The Federal Financial Institutions Examination Council has issued, on behalf of its members—the Federal Reserve Board, FDIC, OCC, CFPB, NCUA, and the State Liaison Committee—a Statement on Examination Principles Related to Valuation Discrimination and Bias in Residential Lending. The statement's purpose is to (i) mitigate risks that may arise due to potential discrimination or bias in those practices, and (ii) promote credible valuations.

Because real estate valuations are a critical underwriting component in residential real estate lending, both from a consumer compliance and safety and soundness perspective, examiners assess institutions’ compliance management systems and risk management practices for identifying and mitigating potential discrimination or bias in residential property valuation practices.

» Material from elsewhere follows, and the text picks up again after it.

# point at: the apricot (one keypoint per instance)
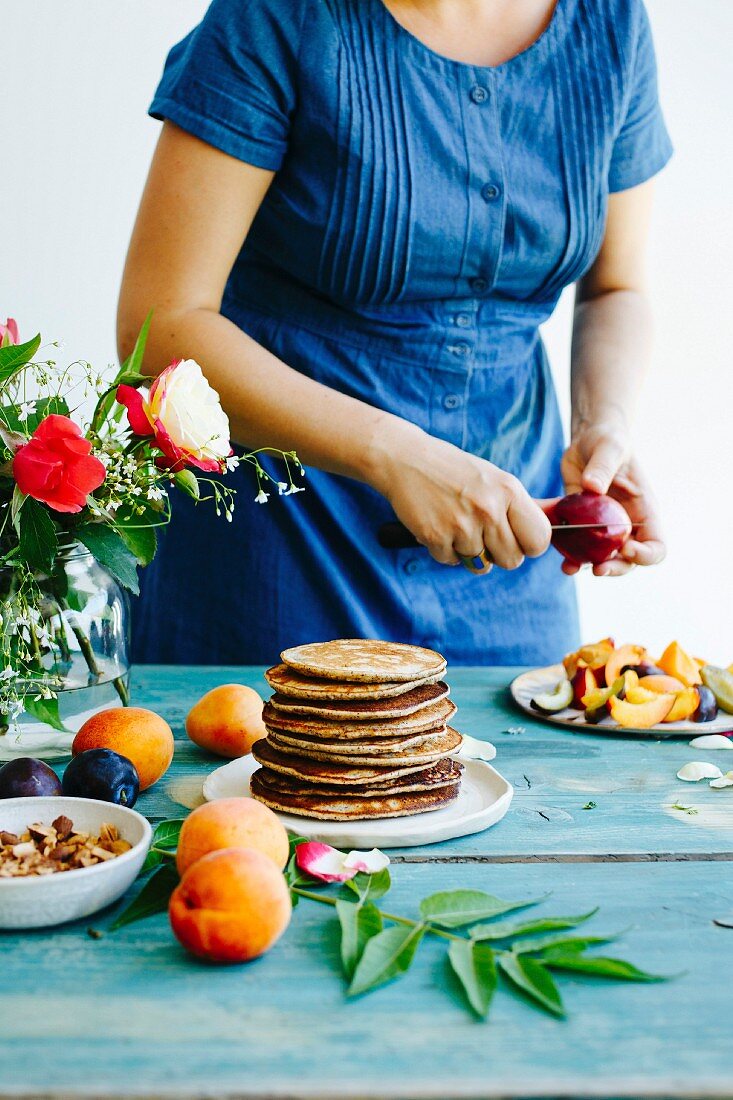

Institutions rely on real estate valuations when assessing the level of collateral support in residential credit decisions. Deficiencies in real estate valuations, including those due to valuation discrimination or bias, can lead to increased safety and soundness risks, as well as consumer harm and have an adverse impact on borrowers and their communities. Examples of such harm are consumers being denied access to credit for which they may be otherwise qualified, offered credit at less favorable terms, or steered to a narrower class of loan products.

For an institution, the failure of internal controls to identify, monitor, and control valuation discrimination or bias could negatively affect credit decisions, potentially exposing an institution to legal and compliance risks or affecting an institution’s financial condition and operations. Furthermore, material findings and concerns related to noncompliance with laws and regulations generally negatively affect the supervisory assessment of an institution’s management in a safety and soundness examination.

To promote compliance with statutory and regulatory requirements, institutions may establish a formal valuation review program. Effective review programs can enable institutions to identify noncompliance with appraisal regulations or USPAP, inaccuracies, or poorly supported valuations. These review programs can also provide the opportunity for institutions to address deficiencies due to potential valuation discrimination or bias before making a credit decision. The Interagency Appraisal and Evaluation Guidelines [see 75 FR 77450, December 10, 2010] provide additional information on the valuation review process and identify elements of an effective real estate valuation program.

The statement of principles should not be interpreted as new guidance to supervised institutions nor an increased focus on supervised institutions’ appraisal practices. Instead, the statement of principles offers transparency into the examination process and supports risk-focused examination work.